As a Senior BFA candidate for Visual Arts in Ceramics and a member of the Spring CSArt Team, I was able to travel with other ceramics students and faculty to represent our program at the National Council on Education for the Ceramic Arts in Minneapolis at the end of March.
At the conference I had the chance to represent Clemson and our community share program in the exhibition hall. When I wasn't working the CSArt table, I had the chance to attend different lectures. I am passionate about clay and art as therapy and was fortunate enough to attend two lectures regarding these topics.
The first lecture I attended about therapy was a talk by Cynthia O'Brien who spoke about her work with people in Long Term Care. Cynthia works with men and women who live at Perley Rideau Veterans’ Health Centre in Ottawa, Canada. This long term care facility has begun to incorporate art and a clay practice into the lives of the residents. What stood out most to me about this lecture was the relationships that Cynthia had built and maintained with each individual resident. She was personally close to each of them and art is what brought them together. Not only did practicing art lead to new relationships for these residents but it improved their quality of life by giving them something to be proud of.

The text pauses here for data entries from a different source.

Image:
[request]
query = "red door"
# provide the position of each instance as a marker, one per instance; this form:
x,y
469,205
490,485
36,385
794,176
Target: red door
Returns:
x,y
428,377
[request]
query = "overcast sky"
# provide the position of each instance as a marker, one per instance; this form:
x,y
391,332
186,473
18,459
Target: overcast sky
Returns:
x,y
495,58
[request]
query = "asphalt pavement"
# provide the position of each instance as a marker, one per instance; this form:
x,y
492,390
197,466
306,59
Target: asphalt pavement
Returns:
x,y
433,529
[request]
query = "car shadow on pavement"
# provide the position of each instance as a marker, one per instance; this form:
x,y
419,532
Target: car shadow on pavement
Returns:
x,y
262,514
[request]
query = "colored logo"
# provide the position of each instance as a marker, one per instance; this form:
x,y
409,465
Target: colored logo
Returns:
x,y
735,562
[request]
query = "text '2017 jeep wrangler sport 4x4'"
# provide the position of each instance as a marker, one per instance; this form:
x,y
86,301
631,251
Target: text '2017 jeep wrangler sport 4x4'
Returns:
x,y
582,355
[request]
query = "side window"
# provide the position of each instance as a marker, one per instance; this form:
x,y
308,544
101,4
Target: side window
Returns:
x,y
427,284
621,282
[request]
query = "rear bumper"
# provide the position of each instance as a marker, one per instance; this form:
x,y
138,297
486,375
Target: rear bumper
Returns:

The second lecture I attended was regarding art with the Deaf and Blind. Elizabeth Cohen participated in a pilot program of ceramics at the Perkins School for the Blind. This program allowed deafblind students ages 7-22 to work with clay and realize their potential in a meaningful way. This program was interesting as there are only a very small percentage of people who are deaf and blind in the world. Additionally it was compelling to learn about how Elizabeth interacted with the students through interpreters and other methods. One of the main things I learned from this lecture is a lot of the interactions are based on intuition and what seems right for each individual student in the moment.
With both of these lectures I learned so much about art therapy and how great an impact it can have on someone's life. Access to art for the mentally or physically handicapped, the young or the elderly can improve and change lives for the better. I believe in this even more so since this conference and I hope to pursue a career in Art therapy in which I can bring healing to people in search of peace.